O'Reilly recently released a free ebook called Hadoop with Python by the author of MapReduce Design Patterns, Donald Miner. Needless to say that caught my eye. The book is a short read, I was able to run through it within two lunch hours. It has five chapters tackling different angles of Hadoop. It is an easy read with an excellent overview of each product discussed.
1st chapter discusses HDFS and Spotify's library written in Python called Snakebite that allows for Python shops interact with HDFS in a native way. This is pretty use-case specific because I don't see a reason to use the library unless you're a Python-heavy shop. The other drawback is that it's not Python3 compliant. That may be an issue going forward. The cool think about Snakebite is that
the library does not require loading any Java libraries and promises to be really fast to load. It leverages RPC to speak to Namenode and uses protobuf, so interaction is native.
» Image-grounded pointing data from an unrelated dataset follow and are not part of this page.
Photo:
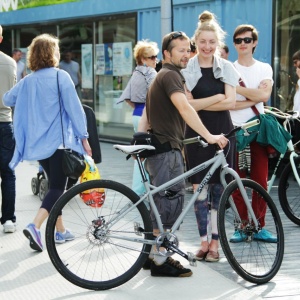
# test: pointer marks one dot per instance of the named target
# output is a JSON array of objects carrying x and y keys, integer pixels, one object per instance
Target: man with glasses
[
  {"x": 167, "y": 109},
  {"x": 254, "y": 90}
]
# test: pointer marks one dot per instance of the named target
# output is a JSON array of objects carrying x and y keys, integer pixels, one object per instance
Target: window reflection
[{"x": 286, "y": 44}]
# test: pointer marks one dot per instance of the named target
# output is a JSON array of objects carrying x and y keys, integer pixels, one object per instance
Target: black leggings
[{"x": 56, "y": 178}]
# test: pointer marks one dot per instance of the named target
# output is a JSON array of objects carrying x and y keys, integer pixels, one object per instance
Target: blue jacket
[{"x": 37, "y": 118}]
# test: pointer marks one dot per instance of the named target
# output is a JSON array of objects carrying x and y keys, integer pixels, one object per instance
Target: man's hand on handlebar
[{"x": 221, "y": 140}]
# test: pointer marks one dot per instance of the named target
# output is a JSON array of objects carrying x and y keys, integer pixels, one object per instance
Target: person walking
[
  {"x": 210, "y": 82},
  {"x": 8, "y": 71},
  {"x": 145, "y": 55},
  {"x": 167, "y": 109},
  {"x": 41, "y": 118},
  {"x": 21, "y": 68},
  {"x": 254, "y": 90}
]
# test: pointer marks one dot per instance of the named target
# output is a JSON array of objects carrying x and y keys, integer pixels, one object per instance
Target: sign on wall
[{"x": 7, "y": 5}]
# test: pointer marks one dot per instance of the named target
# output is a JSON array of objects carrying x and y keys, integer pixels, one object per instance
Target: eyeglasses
[
  {"x": 246, "y": 40},
  {"x": 153, "y": 57},
  {"x": 173, "y": 36}
]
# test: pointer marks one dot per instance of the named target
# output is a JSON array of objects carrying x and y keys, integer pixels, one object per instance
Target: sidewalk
[{"x": 27, "y": 274}]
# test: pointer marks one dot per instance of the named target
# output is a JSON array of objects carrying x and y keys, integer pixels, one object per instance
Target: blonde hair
[
  {"x": 208, "y": 22},
  {"x": 41, "y": 52},
  {"x": 143, "y": 49}
]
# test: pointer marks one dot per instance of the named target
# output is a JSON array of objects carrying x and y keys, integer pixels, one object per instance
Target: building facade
[{"x": 101, "y": 35}]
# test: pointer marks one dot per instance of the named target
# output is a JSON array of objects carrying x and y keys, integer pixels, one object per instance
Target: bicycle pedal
[
  {"x": 138, "y": 230},
  {"x": 192, "y": 259}
]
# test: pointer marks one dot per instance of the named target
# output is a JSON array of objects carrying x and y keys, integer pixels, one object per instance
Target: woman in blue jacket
[{"x": 40, "y": 122}]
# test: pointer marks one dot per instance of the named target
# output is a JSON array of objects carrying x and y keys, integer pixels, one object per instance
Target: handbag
[
  {"x": 72, "y": 163},
  {"x": 93, "y": 197},
  {"x": 148, "y": 138},
  {"x": 269, "y": 133}
]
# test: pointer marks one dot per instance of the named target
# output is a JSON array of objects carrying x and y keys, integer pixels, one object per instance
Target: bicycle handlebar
[{"x": 228, "y": 135}]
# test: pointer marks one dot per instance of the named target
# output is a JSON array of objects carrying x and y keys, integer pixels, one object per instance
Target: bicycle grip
[{"x": 250, "y": 124}]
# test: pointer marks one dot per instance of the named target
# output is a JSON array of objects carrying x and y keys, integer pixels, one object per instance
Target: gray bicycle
[{"x": 113, "y": 229}]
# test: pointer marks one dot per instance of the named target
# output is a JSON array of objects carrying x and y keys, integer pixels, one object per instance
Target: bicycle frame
[
  {"x": 217, "y": 161},
  {"x": 290, "y": 147}
]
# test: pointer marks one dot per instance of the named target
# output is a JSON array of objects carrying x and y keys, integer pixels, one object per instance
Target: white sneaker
[{"x": 9, "y": 227}]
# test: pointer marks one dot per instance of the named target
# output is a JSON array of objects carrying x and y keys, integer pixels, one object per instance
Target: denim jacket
[{"x": 38, "y": 122}]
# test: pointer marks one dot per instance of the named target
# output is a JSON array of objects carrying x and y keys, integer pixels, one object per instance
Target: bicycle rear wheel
[
  {"x": 254, "y": 260},
  {"x": 107, "y": 250},
  {"x": 288, "y": 192}
]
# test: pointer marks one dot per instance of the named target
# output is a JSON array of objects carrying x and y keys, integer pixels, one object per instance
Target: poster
[
  {"x": 108, "y": 59},
  {"x": 122, "y": 59},
  {"x": 86, "y": 66},
  {"x": 100, "y": 59}
]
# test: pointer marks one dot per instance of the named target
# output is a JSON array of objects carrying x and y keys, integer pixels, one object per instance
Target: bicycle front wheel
[
  {"x": 254, "y": 259},
  {"x": 288, "y": 192},
  {"x": 105, "y": 248}
]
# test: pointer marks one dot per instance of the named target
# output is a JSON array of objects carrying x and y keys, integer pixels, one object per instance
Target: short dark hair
[
  {"x": 296, "y": 55},
  {"x": 41, "y": 52},
  {"x": 244, "y": 28},
  {"x": 193, "y": 47},
  {"x": 168, "y": 39}
]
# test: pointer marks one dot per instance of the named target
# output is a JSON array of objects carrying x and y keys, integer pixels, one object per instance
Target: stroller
[{"x": 39, "y": 184}]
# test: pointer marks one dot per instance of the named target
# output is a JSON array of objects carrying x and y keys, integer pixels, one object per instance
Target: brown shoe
[
  {"x": 212, "y": 256},
  {"x": 201, "y": 255}
]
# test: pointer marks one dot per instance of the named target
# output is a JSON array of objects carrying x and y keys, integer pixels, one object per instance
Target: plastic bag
[{"x": 93, "y": 197}]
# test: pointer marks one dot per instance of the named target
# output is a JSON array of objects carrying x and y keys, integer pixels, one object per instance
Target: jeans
[
  {"x": 56, "y": 177},
  {"x": 8, "y": 178},
  {"x": 162, "y": 168}
]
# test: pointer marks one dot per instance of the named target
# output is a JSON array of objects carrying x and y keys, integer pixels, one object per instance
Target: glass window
[
  {"x": 101, "y": 49},
  {"x": 115, "y": 39},
  {"x": 286, "y": 44},
  {"x": 76, "y": 44}
]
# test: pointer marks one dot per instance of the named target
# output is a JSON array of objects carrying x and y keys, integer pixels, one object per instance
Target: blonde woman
[
  {"x": 210, "y": 83},
  {"x": 145, "y": 55}
]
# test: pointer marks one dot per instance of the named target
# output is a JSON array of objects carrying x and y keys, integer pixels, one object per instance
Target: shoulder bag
[{"x": 73, "y": 163}]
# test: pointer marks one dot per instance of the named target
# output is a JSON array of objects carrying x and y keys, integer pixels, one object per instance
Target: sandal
[
  {"x": 212, "y": 256},
  {"x": 200, "y": 255}
]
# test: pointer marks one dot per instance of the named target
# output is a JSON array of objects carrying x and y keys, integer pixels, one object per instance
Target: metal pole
[{"x": 166, "y": 17}]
2nd chapter is on writing MapReduce in Python either with Hadoop Streaming or MRJOB. In my own opinion, I just don't see a purpose of yet another framework for Hadoop to write MapReduce, there's Apache Pig and Hive for that that is high enough level. Probably the one thing I found interesting is with MRJOB, you can run MR against S3 bucket directly.
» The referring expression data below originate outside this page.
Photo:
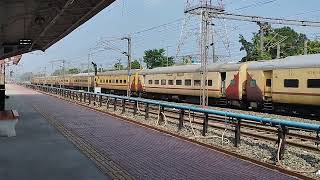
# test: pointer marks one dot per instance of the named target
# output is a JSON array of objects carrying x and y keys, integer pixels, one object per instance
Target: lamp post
[{"x": 128, "y": 54}]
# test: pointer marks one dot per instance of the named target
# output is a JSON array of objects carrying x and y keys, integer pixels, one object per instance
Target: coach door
[
  {"x": 268, "y": 83},
  {"x": 223, "y": 83}
]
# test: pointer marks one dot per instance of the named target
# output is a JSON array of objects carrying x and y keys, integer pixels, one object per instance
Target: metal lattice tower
[{"x": 203, "y": 10}]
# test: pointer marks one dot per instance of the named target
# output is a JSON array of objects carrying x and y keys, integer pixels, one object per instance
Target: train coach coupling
[{"x": 318, "y": 139}]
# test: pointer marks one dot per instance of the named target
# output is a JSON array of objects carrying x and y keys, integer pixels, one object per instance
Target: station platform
[{"x": 39, "y": 151}]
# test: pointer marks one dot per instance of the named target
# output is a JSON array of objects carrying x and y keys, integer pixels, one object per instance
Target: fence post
[
  {"x": 161, "y": 114},
  {"x": 135, "y": 107},
  {"x": 146, "y": 111},
  {"x": 237, "y": 133},
  {"x": 123, "y": 106},
  {"x": 205, "y": 124},
  {"x": 115, "y": 104},
  {"x": 108, "y": 103},
  {"x": 100, "y": 100},
  {"x": 95, "y": 99},
  {"x": 282, "y": 131},
  {"x": 181, "y": 118}
]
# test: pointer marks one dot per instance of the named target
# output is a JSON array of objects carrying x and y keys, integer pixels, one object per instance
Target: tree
[
  {"x": 86, "y": 70},
  {"x": 57, "y": 72},
  {"x": 313, "y": 47},
  {"x": 156, "y": 58},
  {"x": 73, "y": 71},
  {"x": 291, "y": 43},
  {"x": 26, "y": 76},
  {"x": 118, "y": 66},
  {"x": 135, "y": 64},
  {"x": 187, "y": 60}
]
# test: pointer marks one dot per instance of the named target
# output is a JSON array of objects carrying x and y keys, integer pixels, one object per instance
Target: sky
[{"x": 158, "y": 24}]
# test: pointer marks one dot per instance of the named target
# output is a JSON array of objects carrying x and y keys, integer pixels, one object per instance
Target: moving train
[{"x": 291, "y": 84}]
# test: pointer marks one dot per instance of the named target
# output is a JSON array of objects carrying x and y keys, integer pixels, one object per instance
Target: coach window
[
  {"x": 187, "y": 82},
  {"x": 268, "y": 82},
  {"x": 291, "y": 83},
  {"x": 313, "y": 83},
  {"x": 232, "y": 82},
  {"x": 197, "y": 82},
  {"x": 253, "y": 83},
  {"x": 163, "y": 82},
  {"x": 178, "y": 82}
]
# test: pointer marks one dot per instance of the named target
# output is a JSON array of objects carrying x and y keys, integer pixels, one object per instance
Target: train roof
[
  {"x": 82, "y": 74},
  {"x": 291, "y": 62},
  {"x": 173, "y": 69},
  {"x": 215, "y": 67},
  {"x": 119, "y": 72}
]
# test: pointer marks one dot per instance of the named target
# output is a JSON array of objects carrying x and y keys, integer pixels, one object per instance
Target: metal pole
[
  {"x": 167, "y": 56},
  {"x": 88, "y": 72},
  {"x": 63, "y": 73},
  {"x": 305, "y": 49},
  {"x": 278, "y": 51}
]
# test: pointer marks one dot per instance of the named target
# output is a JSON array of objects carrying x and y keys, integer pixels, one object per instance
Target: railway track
[{"x": 249, "y": 129}]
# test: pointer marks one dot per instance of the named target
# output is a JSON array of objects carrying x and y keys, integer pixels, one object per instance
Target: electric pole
[
  {"x": 88, "y": 72},
  {"x": 278, "y": 51},
  {"x": 305, "y": 49},
  {"x": 128, "y": 54},
  {"x": 203, "y": 9},
  {"x": 168, "y": 56},
  {"x": 263, "y": 26}
]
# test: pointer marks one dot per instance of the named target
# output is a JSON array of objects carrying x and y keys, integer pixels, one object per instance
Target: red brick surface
[{"x": 144, "y": 153}]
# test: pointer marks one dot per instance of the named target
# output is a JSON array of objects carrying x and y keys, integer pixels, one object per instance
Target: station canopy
[{"x": 29, "y": 25}]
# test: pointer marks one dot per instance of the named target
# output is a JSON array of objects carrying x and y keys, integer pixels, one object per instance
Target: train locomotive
[{"x": 290, "y": 84}]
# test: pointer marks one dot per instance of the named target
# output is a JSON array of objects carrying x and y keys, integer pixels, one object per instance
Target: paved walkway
[
  {"x": 143, "y": 153},
  {"x": 39, "y": 152}
]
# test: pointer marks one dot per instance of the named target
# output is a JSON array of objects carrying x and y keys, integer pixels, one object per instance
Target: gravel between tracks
[
  {"x": 265, "y": 151},
  {"x": 295, "y": 158}
]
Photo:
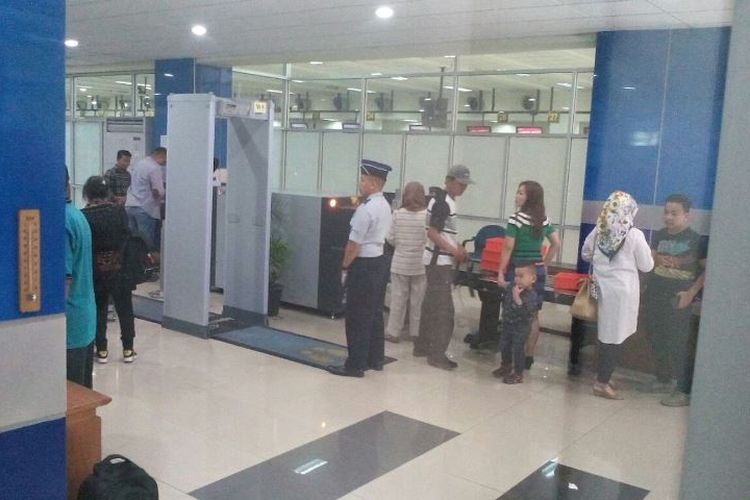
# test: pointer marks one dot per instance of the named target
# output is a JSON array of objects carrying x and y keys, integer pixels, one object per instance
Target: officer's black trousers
[{"x": 364, "y": 312}]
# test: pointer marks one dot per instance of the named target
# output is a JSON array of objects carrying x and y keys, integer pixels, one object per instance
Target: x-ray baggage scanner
[{"x": 188, "y": 223}]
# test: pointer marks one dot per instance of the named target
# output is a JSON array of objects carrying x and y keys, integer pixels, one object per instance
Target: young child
[
  {"x": 678, "y": 275},
  {"x": 519, "y": 306}
]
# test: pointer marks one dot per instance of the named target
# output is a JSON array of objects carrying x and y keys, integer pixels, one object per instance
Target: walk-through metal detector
[{"x": 191, "y": 122}]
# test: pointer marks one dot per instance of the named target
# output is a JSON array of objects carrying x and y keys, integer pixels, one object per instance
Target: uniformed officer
[{"x": 365, "y": 273}]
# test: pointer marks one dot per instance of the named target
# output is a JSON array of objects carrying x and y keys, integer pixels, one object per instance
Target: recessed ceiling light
[{"x": 384, "y": 12}]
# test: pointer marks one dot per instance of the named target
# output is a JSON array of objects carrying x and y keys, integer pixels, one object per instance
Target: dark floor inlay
[
  {"x": 288, "y": 345},
  {"x": 334, "y": 465},
  {"x": 555, "y": 481}
]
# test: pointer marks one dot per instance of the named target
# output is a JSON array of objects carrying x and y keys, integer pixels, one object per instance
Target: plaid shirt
[{"x": 118, "y": 181}]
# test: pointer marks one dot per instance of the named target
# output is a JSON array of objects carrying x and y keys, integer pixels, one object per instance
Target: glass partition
[
  {"x": 87, "y": 150},
  {"x": 100, "y": 96},
  {"x": 426, "y": 159},
  {"x": 325, "y": 104},
  {"x": 340, "y": 163},
  {"x": 303, "y": 151},
  {"x": 515, "y": 103},
  {"x": 401, "y": 104},
  {"x": 541, "y": 160}
]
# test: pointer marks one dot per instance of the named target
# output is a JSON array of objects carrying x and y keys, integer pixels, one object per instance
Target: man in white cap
[
  {"x": 364, "y": 272},
  {"x": 440, "y": 256}
]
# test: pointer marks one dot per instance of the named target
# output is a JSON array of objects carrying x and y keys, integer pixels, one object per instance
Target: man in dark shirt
[
  {"x": 118, "y": 177},
  {"x": 677, "y": 278}
]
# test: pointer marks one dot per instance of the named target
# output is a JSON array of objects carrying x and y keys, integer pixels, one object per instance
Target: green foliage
[
  {"x": 279, "y": 251},
  {"x": 279, "y": 256}
]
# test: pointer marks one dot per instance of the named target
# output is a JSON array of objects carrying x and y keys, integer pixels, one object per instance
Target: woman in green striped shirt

3rd chapter is on Apache Pig and extending Pig with Python UDFs. I personally enjoyed this chapter very much, as a Pig aficianodo as well as learning a few things about UDFs with Python. I will certainly use this chapter a lot going forward evangelizing Pig.
4th chapter, I have the same sentiment about this chapter as much as previous. This one is on PySpark and it has an excellent overview of Spark and great examples in PySpark. Same goes here, I will be referring to this chapter a lot.
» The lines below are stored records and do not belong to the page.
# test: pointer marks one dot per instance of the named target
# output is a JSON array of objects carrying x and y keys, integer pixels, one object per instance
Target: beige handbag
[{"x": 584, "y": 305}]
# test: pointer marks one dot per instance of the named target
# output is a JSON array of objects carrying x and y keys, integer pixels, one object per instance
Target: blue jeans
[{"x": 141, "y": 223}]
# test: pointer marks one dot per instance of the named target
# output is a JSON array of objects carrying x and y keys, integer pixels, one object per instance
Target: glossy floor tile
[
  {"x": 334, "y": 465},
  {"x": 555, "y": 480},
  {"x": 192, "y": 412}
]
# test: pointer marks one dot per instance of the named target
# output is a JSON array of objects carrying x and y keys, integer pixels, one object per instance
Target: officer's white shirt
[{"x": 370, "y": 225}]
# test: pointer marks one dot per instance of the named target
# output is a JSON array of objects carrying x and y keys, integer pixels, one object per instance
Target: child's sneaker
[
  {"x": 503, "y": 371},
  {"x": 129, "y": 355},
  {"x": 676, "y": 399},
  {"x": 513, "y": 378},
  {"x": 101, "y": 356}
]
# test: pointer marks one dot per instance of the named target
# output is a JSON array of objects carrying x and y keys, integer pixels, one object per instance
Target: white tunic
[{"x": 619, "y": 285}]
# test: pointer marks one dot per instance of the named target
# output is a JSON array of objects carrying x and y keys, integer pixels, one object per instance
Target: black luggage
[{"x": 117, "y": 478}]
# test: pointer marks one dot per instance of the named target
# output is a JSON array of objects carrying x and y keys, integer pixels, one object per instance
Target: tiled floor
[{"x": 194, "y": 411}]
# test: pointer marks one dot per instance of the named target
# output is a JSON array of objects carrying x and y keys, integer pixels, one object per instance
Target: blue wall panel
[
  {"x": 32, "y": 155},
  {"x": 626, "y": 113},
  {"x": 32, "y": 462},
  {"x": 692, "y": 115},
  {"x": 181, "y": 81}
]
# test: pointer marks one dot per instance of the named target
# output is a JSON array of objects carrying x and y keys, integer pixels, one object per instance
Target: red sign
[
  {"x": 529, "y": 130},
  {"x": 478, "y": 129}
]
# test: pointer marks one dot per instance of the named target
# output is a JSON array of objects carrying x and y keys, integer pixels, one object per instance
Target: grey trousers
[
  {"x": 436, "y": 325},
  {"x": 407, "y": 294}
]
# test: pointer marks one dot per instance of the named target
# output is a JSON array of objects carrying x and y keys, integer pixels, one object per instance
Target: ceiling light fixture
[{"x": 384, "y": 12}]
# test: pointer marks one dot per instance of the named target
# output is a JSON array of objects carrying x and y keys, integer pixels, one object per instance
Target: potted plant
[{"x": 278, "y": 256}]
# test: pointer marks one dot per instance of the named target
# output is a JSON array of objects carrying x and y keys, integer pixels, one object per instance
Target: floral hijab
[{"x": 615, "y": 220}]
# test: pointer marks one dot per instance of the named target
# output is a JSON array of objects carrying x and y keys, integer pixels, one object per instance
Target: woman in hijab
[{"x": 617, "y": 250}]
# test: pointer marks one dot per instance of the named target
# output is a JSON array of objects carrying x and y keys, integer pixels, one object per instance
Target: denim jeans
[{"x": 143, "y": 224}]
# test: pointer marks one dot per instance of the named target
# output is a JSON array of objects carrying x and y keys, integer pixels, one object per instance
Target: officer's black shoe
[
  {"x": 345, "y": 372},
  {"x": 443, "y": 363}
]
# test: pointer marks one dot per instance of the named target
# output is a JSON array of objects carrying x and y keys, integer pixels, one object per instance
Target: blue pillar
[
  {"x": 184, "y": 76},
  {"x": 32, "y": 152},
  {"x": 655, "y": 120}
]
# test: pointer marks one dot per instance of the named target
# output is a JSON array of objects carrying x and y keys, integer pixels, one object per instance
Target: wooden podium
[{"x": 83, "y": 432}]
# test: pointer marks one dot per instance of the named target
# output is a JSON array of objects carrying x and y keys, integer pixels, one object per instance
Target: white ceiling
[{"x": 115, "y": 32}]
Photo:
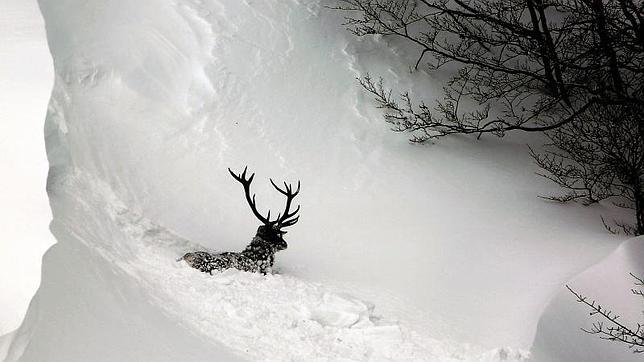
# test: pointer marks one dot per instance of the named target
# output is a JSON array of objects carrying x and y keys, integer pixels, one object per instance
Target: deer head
[{"x": 271, "y": 231}]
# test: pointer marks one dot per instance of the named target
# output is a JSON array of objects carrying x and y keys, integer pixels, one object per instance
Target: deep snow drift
[
  {"x": 26, "y": 78},
  {"x": 433, "y": 253}
]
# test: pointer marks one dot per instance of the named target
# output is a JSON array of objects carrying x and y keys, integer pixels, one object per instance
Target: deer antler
[
  {"x": 251, "y": 200},
  {"x": 286, "y": 218}
]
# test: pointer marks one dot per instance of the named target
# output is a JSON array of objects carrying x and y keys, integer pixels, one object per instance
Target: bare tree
[
  {"x": 530, "y": 65},
  {"x": 610, "y": 327},
  {"x": 599, "y": 156}
]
5th and last chapter is on Luigi, workflow manager for Hadoop written in Python and leverages Python for writing workflows as opposed to Oozie. I personally saw a demo at Spotify of Luigi a few years back and even though it is pretty enticing to say the least, given the complex nature of Oozie, I don't see a point using this tool unless you're in a Python shop and you stay away from Oozie (I don't blame you). Now I'm a purist and I can't say I have much faith in a project maintained by one company. Again, opinions are my own.
In summary, the book introduces each concept very well with meaningful examples. I found Spark and Pig chapters extremely useful and interesting. It's an easy read and is very interesting. I highly recommend reading the book, especially that it is a free download, (THANK YOU). Again, there's nothing wrong with any one of these projects, it's just they serve a certain niche and I find little use from these projects. That said, the book is worth a read either way since it's so short and Pig and Spark chapters are worth it's weight in gold! Happy reading..